Il faut qu’un recueil reste longtemps posé sur le bureau, près de soi. Il s’y installe dans l’immobilité confortable de sa couverture, de sa typographie, du grammage de papier, du nom de son auteur, de son titre. En attente.
Un jour, il nous sollicite : « Allez, vas‑y, ouvre-moi donc» ! Un défi ? A ce moment-là, je me décide. Je l’ouvre comme un paquet cadeau ou une pochette surprise. Le livre prend alors la parole. Il offre ses mille « mots » (ici dans tous les sens de ce son !). A nous de les écouter et — parfois — de les entendre.

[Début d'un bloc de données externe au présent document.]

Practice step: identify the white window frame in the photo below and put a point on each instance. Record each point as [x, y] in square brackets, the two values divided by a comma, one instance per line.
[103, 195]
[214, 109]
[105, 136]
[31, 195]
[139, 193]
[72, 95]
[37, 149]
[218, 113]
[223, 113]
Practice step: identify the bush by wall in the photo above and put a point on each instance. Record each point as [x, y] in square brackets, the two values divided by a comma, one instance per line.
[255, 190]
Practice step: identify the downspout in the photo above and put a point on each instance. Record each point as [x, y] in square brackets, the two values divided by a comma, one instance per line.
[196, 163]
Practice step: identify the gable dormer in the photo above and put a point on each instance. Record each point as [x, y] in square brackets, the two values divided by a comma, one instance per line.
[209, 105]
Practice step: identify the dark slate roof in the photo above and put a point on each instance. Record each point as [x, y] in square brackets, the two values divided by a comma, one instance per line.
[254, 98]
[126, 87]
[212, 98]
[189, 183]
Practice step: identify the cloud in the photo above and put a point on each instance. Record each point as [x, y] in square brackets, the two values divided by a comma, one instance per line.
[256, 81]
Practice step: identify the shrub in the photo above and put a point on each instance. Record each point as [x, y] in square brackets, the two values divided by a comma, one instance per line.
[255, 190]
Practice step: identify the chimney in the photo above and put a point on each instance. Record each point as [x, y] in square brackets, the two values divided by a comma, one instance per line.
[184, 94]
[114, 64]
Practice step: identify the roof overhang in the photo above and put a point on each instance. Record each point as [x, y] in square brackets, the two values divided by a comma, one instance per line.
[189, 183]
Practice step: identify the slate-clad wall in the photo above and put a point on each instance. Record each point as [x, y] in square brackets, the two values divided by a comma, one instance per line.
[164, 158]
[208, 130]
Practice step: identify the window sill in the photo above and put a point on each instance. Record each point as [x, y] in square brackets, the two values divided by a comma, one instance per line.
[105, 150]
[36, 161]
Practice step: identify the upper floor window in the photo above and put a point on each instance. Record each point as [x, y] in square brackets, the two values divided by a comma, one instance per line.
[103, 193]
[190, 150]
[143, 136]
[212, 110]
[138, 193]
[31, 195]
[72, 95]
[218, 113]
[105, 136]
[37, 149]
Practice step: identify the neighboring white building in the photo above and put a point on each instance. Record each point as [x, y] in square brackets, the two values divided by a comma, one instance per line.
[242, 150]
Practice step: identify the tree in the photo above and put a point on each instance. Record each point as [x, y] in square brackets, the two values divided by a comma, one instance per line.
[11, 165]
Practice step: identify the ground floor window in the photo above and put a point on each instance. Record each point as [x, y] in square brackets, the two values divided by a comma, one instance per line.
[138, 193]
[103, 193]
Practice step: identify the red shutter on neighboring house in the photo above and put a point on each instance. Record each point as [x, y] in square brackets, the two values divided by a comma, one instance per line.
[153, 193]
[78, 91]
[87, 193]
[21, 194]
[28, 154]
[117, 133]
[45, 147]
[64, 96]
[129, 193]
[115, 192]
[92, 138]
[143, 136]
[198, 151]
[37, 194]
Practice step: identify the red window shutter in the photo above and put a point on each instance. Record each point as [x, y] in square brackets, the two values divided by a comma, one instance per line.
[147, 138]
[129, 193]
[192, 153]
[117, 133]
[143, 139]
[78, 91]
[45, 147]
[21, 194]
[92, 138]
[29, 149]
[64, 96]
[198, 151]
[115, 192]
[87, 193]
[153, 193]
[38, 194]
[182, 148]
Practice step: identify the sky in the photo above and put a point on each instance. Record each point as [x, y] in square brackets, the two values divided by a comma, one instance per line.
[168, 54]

L’opuscule de Baptiste Pizzinat n’a pas échappé à cette règle redoutable qui fait qu’une lectrice ne peut ni tout voir, ni tout regarder. Alors ces « mots rouges » emprisonnés dans le titre, que sont-ils ? Ils sont des mots « qui déjà contiennent leurs propres cendres », « pareils aux coquelicots » sur le bord du chemin. Une émotion à la Mouloudji s’esquisse. Elle renvoie à ces « trois gouttes de sang qui faisaient comme une fleur », sur le corsage blanc d’une femme aimée et tuée par amour. Des mots de mort. Le poète s’émeut de sa longue quête à travers le langage :
Il faut creuser les heures
Ecrire beaucoup
pour dire si peu
être avec toi.
Or les mots des poèmes sont porteurs de leur propre limite : ils cherchent ici à cerner la mort d’un être cher, sa sœur, survenue dans l’enfance du poète, mais ils n’accèdent pas au « rendez-vous » de l’absence.
Après la mort, plus rien.
Le poète ne sait rien de la morte : ni signe, ni trace, ni pas. Juste des « apparitions ». Elle s’est transformée en « étoile filante ». Il ne sait rien non plus de la mort. Que faire ? Quel exutoire ? Quel antidote ? Il s’invente alors un avenir :
Demain
j’apprendrai le langage des morts
et parlerai aux vivants de ta présence aimée.
Il créé un être sororal — « Jessica » — qui resurgirait à sa façon :
Pour te voir, j’apprends à voir plus loin. Au-delà de la sœur. Et du nom. Au-delà de tout.
Il comprend alors que « nous sommes des fantômes. Des spectres sans famille. Pendus d’un bout à l’autre de l’espace et du temps ». Que dire d’autre si ce n’est «adieu au langage » ? Je ne peux que me taire.